Chargé de mission poissons migrateurs - OFB

L'anguille ne peut pas être élevée en captivité, ce qui la rend d'autant plus fragile. "On sait obtenir des œufs fécondés, mais on n'arrive pas à élever les larves. C'est la particularité du cycle de l'anguille européenne qui traverse l'océan depuis la mer des sargasses. Cette traversée dure deux à trois ans, on ne sait même pas exactement et pendant ce temps, les larves issues des œufs fécondés ont besoin de certaines conditions de vie, que l'on ne sait pas reproduire de façon artificielle. Les anguilles que l'on retrouve dans nos rivières ou parfois dans nos assiettes sont forcément des anguilles sauvages" complète Laurent Beaulaton. 

 Aujourd'hui, il ne reste qu'un infime pourcentage de la population des années 60 et 70, considérée par les scientifiques comme le niveau de référence. Le principal indicateur de la survie de l'espèce, c'est l'observation des civelles, réalisée au niveau européen. Et celle-ci donne une lueur d'espoir. 

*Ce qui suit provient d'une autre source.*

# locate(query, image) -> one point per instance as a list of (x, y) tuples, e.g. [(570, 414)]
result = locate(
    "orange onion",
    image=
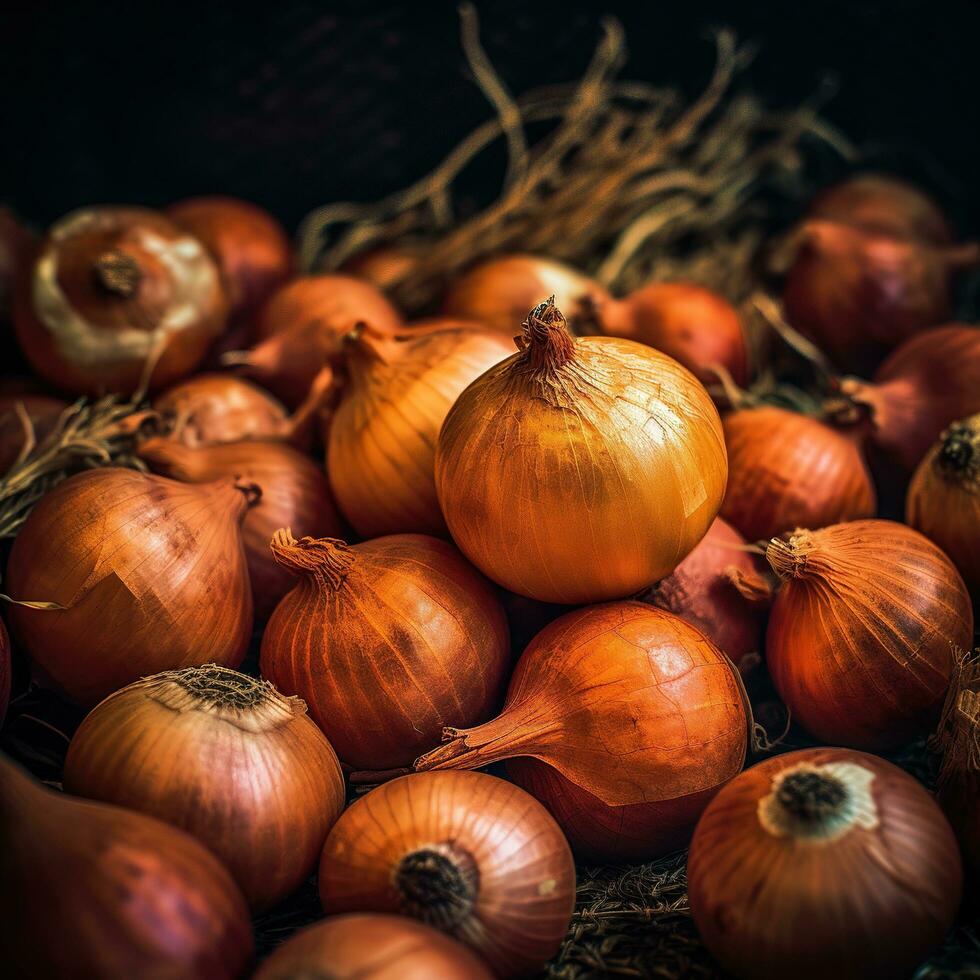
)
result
[(295, 493), (387, 642), (623, 720), (112, 291), (464, 852), (823, 863), (787, 470), (147, 574), (859, 638), (90, 890), (226, 758), (580, 470), (382, 436)]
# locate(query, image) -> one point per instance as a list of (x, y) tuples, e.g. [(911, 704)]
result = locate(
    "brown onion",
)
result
[(859, 637), (226, 758), (787, 470), (462, 851), (580, 470), (150, 575), (90, 890), (295, 493), (823, 863), (387, 642), (382, 436), (113, 290), (623, 720)]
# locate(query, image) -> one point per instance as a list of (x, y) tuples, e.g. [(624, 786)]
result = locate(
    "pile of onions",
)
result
[(623, 449), (382, 437), (372, 947), (90, 890), (387, 642), (149, 575), (295, 493), (464, 852), (113, 290), (226, 758), (623, 720), (823, 863), (787, 470), (860, 634)]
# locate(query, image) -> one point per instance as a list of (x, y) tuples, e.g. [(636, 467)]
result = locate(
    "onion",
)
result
[(226, 758), (823, 863), (150, 573), (465, 852), (623, 720), (113, 290), (580, 470), (382, 438), (90, 890), (858, 643), (371, 947), (387, 642), (787, 470), (295, 493)]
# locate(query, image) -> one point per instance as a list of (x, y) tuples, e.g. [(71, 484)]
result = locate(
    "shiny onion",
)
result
[(387, 642), (90, 890), (382, 436), (112, 290), (372, 947), (860, 634), (787, 470), (823, 863), (295, 493), (150, 575), (623, 720), (464, 852), (226, 758), (580, 470)]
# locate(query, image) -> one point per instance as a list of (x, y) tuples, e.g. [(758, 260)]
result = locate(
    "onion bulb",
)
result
[(823, 863), (623, 720), (860, 634), (382, 437), (150, 575), (90, 890), (387, 642), (112, 291), (787, 470), (464, 852), (226, 758), (580, 470)]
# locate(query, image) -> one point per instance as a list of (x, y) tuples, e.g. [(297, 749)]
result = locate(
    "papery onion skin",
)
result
[(580, 470), (623, 720), (870, 902), (387, 642), (493, 841), (381, 439), (90, 890), (224, 757), (860, 634), (787, 470), (151, 574), (372, 947), (110, 289)]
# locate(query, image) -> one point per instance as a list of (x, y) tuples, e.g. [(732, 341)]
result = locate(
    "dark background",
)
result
[(296, 104)]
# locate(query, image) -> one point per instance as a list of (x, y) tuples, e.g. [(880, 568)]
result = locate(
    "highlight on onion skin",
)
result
[(623, 720), (90, 890), (464, 852), (860, 637), (369, 946), (823, 863)]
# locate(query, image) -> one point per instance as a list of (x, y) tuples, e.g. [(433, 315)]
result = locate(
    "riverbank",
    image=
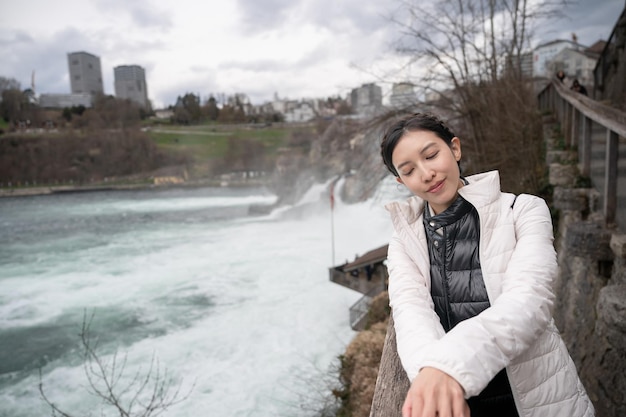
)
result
[(61, 189)]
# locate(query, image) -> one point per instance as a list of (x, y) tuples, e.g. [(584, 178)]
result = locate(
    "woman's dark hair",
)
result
[(411, 123)]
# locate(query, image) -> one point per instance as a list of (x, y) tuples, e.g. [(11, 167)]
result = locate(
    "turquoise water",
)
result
[(237, 308)]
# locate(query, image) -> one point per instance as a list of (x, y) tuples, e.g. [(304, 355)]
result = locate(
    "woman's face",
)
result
[(429, 167)]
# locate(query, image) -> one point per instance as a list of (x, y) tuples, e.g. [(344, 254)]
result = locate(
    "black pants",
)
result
[(496, 400)]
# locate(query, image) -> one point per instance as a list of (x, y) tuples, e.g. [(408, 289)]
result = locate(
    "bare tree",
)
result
[(147, 394), (470, 55)]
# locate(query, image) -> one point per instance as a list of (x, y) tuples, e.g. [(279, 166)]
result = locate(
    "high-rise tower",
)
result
[(130, 83), (85, 73)]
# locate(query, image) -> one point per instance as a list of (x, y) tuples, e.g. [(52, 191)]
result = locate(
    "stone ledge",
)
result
[(564, 175), (561, 157), (588, 239), (618, 245)]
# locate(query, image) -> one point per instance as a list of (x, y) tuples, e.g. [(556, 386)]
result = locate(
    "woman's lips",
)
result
[(436, 187)]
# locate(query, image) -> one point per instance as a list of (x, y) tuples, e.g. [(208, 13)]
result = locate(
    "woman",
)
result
[(471, 270)]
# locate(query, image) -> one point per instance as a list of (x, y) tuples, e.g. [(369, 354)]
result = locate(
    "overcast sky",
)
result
[(295, 48)]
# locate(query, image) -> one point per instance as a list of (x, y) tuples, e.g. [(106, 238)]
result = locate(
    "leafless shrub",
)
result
[(146, 394)]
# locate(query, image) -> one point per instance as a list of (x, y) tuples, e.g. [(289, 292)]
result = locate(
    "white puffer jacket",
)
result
[(517, 332)]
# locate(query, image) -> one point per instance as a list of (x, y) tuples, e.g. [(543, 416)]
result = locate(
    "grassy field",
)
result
[(211, 141)]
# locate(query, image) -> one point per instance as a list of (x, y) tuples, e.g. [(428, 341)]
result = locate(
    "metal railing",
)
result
[(602, 159)]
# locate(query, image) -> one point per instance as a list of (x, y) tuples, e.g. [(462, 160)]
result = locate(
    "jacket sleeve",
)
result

"Depuis les années 80, on avait un déclin continu de ces arrivées de civelles. Là, ça fait une bonne décennie que l'on a arrêté de déclin, c'est-à-dire que le nombre de civelles ne diminue pas d'années en années. On est sur une sorte de plateau, voire une légère augmentation, ça dépend comment on regarde les chiffres. En tout cas, nous ne sommes plus dans cette pente très descendante que l'on a connue depuis 30 ans, on est sur un niveau assez stable, même s'il reste très bas" relève Laurent Beaulaton. 

Il faudra encore des années pour savoir si les mesures de protection de l'anguille réussiront à sauver cette espèce aux mœurs mystérieuses. Mais jour après jour, les efforts des scientifiques, des techniciens et des élèves d'Éclusier-Vaux participent à l'avancée des connaissances sur ce poisson menacé.